The mother should be advised to breastfeed the baby right before administration of the radiopharmaceutical and the interruption period. During this interruption, breast milk may be expressed at the usual feeding times and discarded or frozen for later use, depending on the circumstances. Afterward, breastfeeding can resume without concern. For an interruption period of longer than 3 wk, it may be difficult to resume breastfeeding. However, if the mother wishes to continue to breastfeed, she is advised to continue to express breast milk at the usual feeding times and discard it each time during these 3 wk.
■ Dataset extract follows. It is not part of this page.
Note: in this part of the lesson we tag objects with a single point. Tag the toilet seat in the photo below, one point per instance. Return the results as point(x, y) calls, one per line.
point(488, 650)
There is a 2- to 5-fold increase in breast mass during lactation, and it is known that the lactating breast is sensitive to radiation. Except for ⁶⁷Ga-citrate and ¹³¹I-NaI, the highest absorbed dose estimates to the lactating breast for typical diagnostic administered activities are usually well under 0.01 Gy (1 rad). The absorbed dose to the lactating breast with a therapeutic administered activity of 4,000 MBq (108 mCi) of ¹³¹I-NaI was estimated to be 1.6 Gy (160 rad) (12). For lactating patients undergoing radioiodine therapy, we have followed the American Thyroid Association guidelines (13) and recommend discontinuing breastfeeding 3 mo before radioiodine ablation therapy to minimize the radioiodine concentration in the maternal breast and, thus, the absorbed maternal breast dose.